中学入学を目前に、些細な誤解から二人の道は完全に分かれてしまいます。

ここからは二人のそれぞれの成長物語。

別々の人生を歩きながらも、常に心の片隅にはお互いの存在があるのが切なくもどかしい。

キャバ嬢の母親と行方不明の父親を持つダイアナと、お金持ちの一人娘として大切に育てられた彩子。

一見、ダイアナのほうが波乱万丈の人生かと思いきや、彩子の大学生活でのエピソードで胸を抉られた。

守られすぎても落とし穴はある。

自分が“親”という立場で読んだから、そういう部分でハッとさせられました。

自分の呪いを解けるのは自分だけ。

二人がそれに気づく時を、読者はじっと見守り応援するしかないのです。



そしてそして、一番好きなシーンは、ダイアナが人前で、大嫌いだった自分の名前を名乗るところです。

もう最高。素敵。まるで魔法の言葉。

どんなシチュエーションかはぜひ読んで確かめてください。すごくいいから!(なんか胡散臭くなっちゃうな)

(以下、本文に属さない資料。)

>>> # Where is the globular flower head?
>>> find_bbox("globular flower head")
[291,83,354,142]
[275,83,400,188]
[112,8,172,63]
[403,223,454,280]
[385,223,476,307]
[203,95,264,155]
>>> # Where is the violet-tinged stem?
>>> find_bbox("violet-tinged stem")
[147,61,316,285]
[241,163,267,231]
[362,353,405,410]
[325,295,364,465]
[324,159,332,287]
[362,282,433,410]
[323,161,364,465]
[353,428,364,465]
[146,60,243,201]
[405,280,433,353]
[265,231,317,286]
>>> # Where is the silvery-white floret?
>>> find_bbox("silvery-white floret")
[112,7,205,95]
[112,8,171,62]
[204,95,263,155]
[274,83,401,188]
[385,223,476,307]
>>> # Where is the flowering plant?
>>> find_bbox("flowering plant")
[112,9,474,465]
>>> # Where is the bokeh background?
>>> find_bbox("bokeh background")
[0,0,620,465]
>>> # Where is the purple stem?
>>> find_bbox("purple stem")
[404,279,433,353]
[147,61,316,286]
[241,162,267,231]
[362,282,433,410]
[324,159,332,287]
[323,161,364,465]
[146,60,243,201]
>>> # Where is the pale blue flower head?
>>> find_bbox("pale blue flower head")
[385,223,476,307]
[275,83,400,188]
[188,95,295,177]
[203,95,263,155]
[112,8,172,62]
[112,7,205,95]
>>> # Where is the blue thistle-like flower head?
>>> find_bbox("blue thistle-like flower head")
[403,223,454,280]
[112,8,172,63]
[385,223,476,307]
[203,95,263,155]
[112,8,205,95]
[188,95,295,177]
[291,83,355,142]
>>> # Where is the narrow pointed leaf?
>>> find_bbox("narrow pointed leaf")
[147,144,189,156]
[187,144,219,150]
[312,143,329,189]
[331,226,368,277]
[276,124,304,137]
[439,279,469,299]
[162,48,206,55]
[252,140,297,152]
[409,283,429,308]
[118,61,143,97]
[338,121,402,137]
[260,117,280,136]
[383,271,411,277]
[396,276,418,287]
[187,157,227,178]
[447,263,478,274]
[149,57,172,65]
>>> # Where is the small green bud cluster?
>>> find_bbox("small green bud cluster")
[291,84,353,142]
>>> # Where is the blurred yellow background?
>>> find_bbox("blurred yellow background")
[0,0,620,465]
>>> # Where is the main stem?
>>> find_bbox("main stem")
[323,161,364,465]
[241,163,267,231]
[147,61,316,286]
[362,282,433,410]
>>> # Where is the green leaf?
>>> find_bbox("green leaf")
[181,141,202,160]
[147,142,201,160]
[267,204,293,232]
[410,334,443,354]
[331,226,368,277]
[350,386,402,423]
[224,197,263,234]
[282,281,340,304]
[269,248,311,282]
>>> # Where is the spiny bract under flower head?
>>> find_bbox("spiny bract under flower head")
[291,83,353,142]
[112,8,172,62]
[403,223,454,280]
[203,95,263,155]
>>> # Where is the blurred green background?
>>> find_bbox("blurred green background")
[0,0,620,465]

完全に余談なんですが、わたしの“イト”っていうのはハンドルネーム(息子たちの愛称の頭文字)なので、本名は全然違う名前なんですね。

今となっちゃありふれた名前、それも人気のかわいくかっこいい名前(自分で言うな)なんですけど、この名前が幼い頃は大嫌いで。

わたしが子どものころはこんな名前周りにもテレビの中でも聞いたことがなかったし、おまけに表記がひらがな。

習いたての漢字で自分の名前を書くクラスメイトが羨ましかったし、「子」がつく女の子らしい名前にすごく憧れた。

小学生どころか大人になるまで自己紹介が嫌いだったし、名前でからかわれたことは数知れず。

だから、名前を嫌うダイアナの気持ちがよくわかる。(大穴ほど強烈な名前じゃないけどさ)

ちなみに今はわたしも自分の名前気に入ってます。

大人になってからは初対面の方にだいたい名前を褒めてもらえるし(お世辞でもいいんです)、電話口で名前の漢字を問われたときに「ひらがなです」っていうあの爽快感ね(意味不明)。

いい名前だねって周りが言ってくれることはすごく救いだし、ダイアナにそれを言ってくれた彩子は、やっぱりダイアナにとって大切な存在になるべくしてなったんだなと思う。

そんなダイアナが大きな声で名前を名乗る。同じく名前に悩まされたわたしには、あのシーンがほんとに素敵に思えた。絶対読んでください。